§ 19B-14. Liability.  


Latest version.
  • (a)

    In any enforcement action brought pursuant to this chapter, whether by administrative proceedings, judicial proceedings or summary abatement, the person who creates or has created the nuisance, either directly or indirectly, shall be liable for all costs set forth in Chapter 3, Article XVI (beginning with Section 3-150) incurred by the County, including, but not limited to, administrative costs and any and all cost incurred to undertake, or to cause or compel any responsible party to undertake any abatement action in compliance with the requirements of this chapter, whether those costs are incurred prior to, during or following enactment of this chapter.

    (b)

    In any action by the County to abate a nuisance under this chapter, whether by administrative proceedings, judicial proceedings or summary abatement, the prevailing party shall be entitled to a recovery of the reasonable attorneys' fees incurred. Recovery of attorneys' fees under this section shall be limited to those actions or proceedings in which the County elects, at the initiation of that action or proceeding, to seek recovery of its own attorneys' fees. In no action, administrative proceeding or special proceeding shall an award of attorneys' fees to a prevailing party exceed the amount of reasonable attorneys' fees incurred by the County in the action or proceeding.

    (c)

    Unless otherwise expressly indicated, the standard of liability imposed by this chapter is strict liability, without regard to any element of mensrea, fault, negligence or other wrongdoing.

    (d)

    The scope of liability in this chapter is joint and several for any Person who has caused, created or contributed to a violation and/or a nuisance as defined in this chapter, is joint and several.

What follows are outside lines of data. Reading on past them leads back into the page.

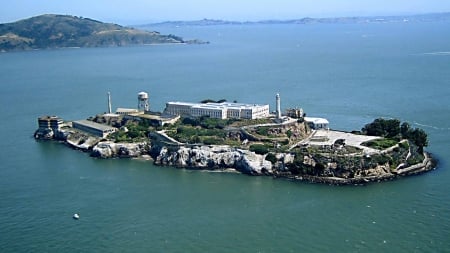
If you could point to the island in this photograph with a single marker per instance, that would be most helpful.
(51, 31)
(247, 138)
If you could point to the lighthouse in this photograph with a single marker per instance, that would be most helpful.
(109, 102)
(278, 103)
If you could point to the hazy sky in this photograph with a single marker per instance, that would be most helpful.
(142, 11)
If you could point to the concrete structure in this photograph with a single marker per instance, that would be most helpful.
(278, 103)
(93, 128)
(295, 113)
(109, 103)
(155, 119)
(143, 104)
(218, 110)
(317, 123)
(52, 122)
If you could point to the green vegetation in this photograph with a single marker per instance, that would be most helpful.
(56, 31)
(391, 128)
(271, 157)
(260, 149)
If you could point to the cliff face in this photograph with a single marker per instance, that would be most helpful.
(59, 31)
(212, 157)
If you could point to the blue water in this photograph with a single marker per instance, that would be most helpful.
(349, 74)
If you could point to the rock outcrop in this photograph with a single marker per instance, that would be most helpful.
(212, 158)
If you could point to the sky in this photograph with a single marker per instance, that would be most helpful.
(146, 11)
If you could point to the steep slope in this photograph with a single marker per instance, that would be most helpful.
(58, 31)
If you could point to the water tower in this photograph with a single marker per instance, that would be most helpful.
(143, 104)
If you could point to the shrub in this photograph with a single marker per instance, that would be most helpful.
(259, 149)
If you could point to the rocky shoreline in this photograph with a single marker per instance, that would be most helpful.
(223, 158)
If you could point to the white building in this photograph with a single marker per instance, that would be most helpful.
(218, 110)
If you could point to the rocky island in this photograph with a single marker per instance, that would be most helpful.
(217, 135)
(64, 31)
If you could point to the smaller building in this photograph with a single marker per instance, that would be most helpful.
(52, 122)
(317, 123)
(93, 128)
(126, 111)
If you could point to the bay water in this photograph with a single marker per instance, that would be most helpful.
(347, 73)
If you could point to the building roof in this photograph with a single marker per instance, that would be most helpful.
(93, 124)
(129, 110)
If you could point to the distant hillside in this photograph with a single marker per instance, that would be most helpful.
(338, 20)
(59, 31)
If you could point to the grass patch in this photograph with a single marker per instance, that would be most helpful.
(380, 144)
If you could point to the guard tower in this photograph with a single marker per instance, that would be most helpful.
(143, 104)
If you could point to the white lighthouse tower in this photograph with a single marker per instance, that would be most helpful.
(278, 102)
(143, 104)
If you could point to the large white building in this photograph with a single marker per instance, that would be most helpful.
(218, 110)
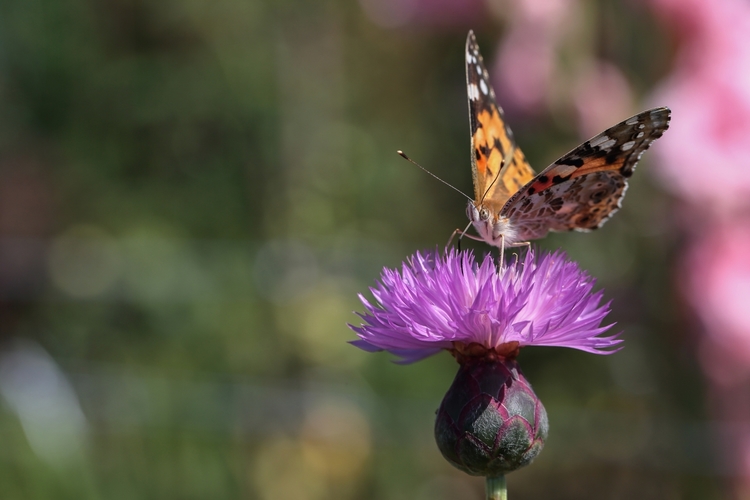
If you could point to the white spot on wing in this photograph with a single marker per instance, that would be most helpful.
(603, 141)
(473, 91)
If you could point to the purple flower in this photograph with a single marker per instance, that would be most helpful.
(450, 302)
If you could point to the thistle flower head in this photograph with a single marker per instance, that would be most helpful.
(452, 302)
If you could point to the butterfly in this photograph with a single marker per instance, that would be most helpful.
(580, 191)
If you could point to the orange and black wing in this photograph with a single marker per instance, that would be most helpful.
(581, 190)
(493, 147)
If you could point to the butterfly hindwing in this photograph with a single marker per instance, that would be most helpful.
(583, 189)
(492, 144)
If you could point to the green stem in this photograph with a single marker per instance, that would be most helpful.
(496, 488)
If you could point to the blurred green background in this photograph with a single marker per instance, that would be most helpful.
(193, 193)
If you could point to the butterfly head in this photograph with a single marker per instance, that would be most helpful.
(491, 226)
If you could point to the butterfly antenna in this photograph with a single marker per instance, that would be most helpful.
(403, 155)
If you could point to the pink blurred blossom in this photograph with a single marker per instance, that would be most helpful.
(717, 284)
(525, 69)
(602, 96)
(705, 158)
(433, 13)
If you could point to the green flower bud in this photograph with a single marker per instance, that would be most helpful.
(490, 421)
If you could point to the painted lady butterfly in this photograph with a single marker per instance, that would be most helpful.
(580, 191)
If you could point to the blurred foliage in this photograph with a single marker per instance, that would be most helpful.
(193, 193)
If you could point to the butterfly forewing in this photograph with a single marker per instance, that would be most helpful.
(583, 189)
(491, 139)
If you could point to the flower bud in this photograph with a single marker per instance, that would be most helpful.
(490, 421)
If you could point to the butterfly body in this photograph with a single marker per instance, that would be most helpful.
(580, 191)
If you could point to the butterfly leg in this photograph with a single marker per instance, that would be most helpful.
(502, 250)
(461, 234)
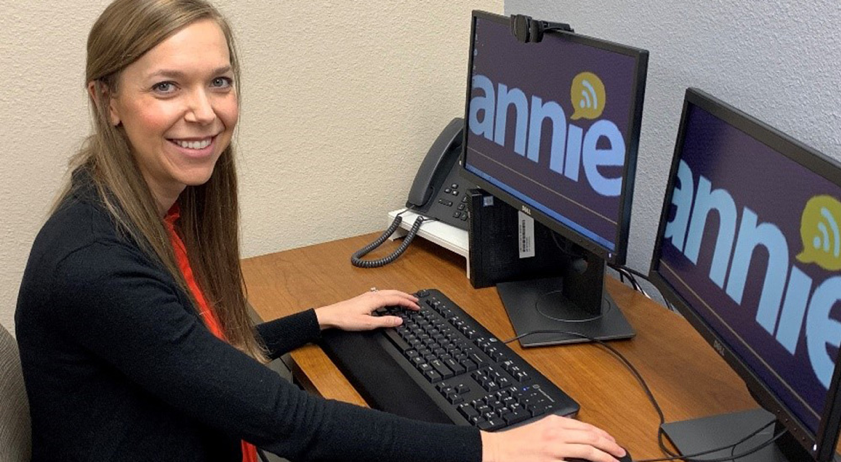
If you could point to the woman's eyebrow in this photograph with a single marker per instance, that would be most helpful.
(171, 73)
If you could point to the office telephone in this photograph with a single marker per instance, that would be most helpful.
(437, 193)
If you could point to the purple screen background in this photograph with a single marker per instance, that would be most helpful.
(777, 189)
(547, 69)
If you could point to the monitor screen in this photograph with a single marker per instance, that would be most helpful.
(553, 129)
(748, 248)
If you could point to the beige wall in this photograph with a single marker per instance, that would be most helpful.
(341, 101)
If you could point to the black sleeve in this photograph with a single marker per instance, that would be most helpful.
(109, 299)
(289, 332)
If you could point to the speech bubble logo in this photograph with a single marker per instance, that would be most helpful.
(588, 96)
(819, 232)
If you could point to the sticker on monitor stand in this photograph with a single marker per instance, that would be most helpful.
(526, 234)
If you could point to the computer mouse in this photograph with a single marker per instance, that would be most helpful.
(627, 458)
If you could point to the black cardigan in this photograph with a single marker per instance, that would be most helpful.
(119, 367)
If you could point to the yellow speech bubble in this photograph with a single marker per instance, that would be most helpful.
(588, 96)
(819, 232)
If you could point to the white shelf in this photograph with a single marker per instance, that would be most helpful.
(447, 236)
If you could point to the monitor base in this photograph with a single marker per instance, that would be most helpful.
(539, 304)
(699, 435)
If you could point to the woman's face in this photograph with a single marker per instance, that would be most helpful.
(178, 106)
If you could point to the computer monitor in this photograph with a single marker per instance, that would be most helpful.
(552, 129)
(748, 251)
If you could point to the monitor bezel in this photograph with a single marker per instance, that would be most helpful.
(822, 444)
(618, 255)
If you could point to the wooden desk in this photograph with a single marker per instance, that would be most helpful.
(688, 379)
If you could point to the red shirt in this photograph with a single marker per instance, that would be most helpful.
(249, 451)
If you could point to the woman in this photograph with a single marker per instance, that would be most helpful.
(131, 318)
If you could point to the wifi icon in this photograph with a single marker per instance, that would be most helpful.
(820, 233)
(588, 96)
(825, 239)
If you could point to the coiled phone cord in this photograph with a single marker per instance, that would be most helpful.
(356, 258)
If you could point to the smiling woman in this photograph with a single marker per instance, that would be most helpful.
(134, 337)
(178, 106)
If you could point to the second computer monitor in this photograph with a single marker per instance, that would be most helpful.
(552, 129)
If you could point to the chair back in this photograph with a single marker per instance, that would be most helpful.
(15, 426)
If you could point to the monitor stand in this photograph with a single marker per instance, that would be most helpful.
(699, 435)
(575, 302)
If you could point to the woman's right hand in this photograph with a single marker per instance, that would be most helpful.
(553, 438)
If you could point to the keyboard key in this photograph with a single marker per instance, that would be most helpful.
(468, 411)
(516, 417)
(433, 376)
(442, 369)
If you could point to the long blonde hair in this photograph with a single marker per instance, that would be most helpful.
(125, 31)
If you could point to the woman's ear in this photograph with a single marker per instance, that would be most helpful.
(97, 88)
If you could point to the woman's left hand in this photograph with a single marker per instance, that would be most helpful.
(356, 313)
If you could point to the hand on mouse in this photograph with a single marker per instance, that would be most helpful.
(553, 438)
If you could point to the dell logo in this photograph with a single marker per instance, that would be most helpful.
(718, 347)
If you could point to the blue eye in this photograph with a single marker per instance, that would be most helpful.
(222, 82)
(164, 87)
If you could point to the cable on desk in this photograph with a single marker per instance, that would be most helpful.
(661, 416)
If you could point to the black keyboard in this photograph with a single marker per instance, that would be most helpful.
(441, 365)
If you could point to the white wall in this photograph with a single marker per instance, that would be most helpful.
(777, 60)
(341, 101)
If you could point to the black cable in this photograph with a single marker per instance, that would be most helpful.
(356, 258)
(661, 416)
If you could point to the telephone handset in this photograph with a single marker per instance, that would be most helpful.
(437, 193)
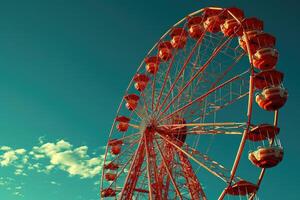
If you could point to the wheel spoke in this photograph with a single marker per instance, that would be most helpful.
(217, 50)
(168, 171)
(202, 97)
(203, 160)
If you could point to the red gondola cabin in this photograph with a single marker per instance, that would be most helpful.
(122, 123)
(268, 78)
(257, 40)
(141, 81)
(152, 64)
(241, 188)
(262, 132)
(110, 176)
(265, 58)
(108, 192)
(165, 51)
(195, 26)
(115, 146)
(266, 157)
(272, 98)
(132, 101)
(111, 166)
(179, 38)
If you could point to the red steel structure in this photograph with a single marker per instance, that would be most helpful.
(194, 86)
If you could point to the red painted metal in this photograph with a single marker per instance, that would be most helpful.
(134, 173)
(192, 182)
(185, 108)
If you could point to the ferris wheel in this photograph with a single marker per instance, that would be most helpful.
(191, 113)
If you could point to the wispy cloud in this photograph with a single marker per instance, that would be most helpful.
(46, 157)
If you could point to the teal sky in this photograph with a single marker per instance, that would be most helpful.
(64, 66)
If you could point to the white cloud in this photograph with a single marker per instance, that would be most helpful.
(47, 157)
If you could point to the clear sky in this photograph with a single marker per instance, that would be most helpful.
(64, 66)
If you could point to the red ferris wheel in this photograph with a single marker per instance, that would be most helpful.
(192, 110)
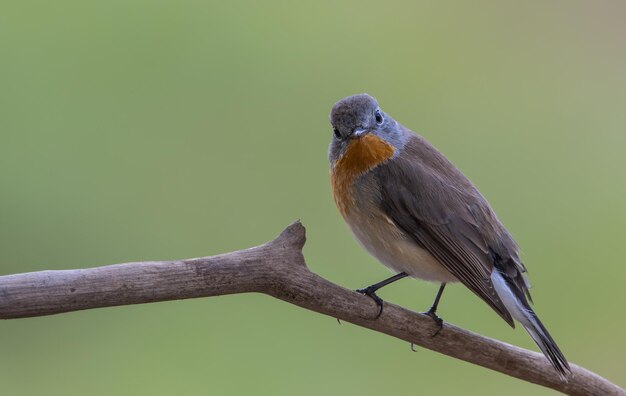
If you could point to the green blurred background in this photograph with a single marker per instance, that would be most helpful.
(152, 130)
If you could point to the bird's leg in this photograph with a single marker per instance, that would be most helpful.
(433, 309)
(371, 290)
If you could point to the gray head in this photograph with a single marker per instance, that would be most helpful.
(356, 116)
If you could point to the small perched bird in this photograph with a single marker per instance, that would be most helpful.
(420, 216)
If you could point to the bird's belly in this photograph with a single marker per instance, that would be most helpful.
(392, 247)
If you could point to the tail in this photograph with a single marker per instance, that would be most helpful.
(516, 303)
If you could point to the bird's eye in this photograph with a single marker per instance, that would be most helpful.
(379, 117)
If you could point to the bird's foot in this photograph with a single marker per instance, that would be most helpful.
(437, 319)
(371, 293)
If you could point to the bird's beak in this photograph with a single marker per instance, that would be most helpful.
(359, 132)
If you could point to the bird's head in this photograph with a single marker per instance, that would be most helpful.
(354, 118)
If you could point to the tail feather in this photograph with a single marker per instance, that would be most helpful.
(517, 305)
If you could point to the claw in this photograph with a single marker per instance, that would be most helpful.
(371, 293)
(437, 319)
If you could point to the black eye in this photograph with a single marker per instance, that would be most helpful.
(379, 117)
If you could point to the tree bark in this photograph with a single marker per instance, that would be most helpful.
(276, 268)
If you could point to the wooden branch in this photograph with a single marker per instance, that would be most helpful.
(276, 268)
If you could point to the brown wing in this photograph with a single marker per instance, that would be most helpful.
(428, 198)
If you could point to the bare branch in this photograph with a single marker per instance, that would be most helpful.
(276, 268)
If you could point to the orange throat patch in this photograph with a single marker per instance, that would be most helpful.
(362, 154)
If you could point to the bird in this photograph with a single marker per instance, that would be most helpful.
(417, 214)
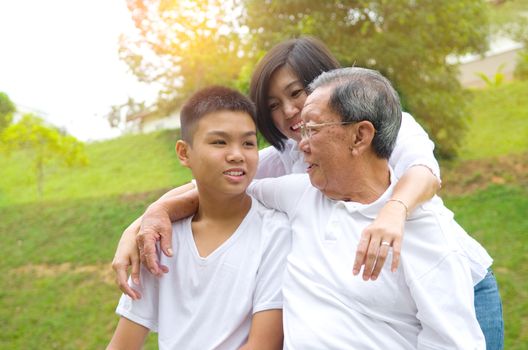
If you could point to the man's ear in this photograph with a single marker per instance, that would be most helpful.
(364, 134)
(182, 151)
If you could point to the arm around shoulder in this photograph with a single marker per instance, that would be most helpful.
(266, 331)
(128, 336)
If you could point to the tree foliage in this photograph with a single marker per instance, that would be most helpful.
(408, 41)
(44, 143)
(7, 108)
(183, 45)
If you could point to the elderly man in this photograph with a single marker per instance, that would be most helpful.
(351, 120)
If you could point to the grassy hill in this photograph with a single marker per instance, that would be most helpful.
(127, 165)
(57, 286)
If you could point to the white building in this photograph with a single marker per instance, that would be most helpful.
(500, 58)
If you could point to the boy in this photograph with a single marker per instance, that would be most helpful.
(223, 288)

Any Person seeking to apportion the harm must demonstrate by clear and convincing evidence that the component of harm which is sought to be apportioned is scientifically and technologically susceptible to apportionment, that there is a reasonable and practicable basis for apportioning the harm, and that the separate abatement activity proposed for that harm is a practicable, safe, efficient, reliable and cost-effective in providing the degree of protection of the public health, safety, welfare and the environment as the abatement activity or activities, if any, proposed by the LEA or the District Attorney.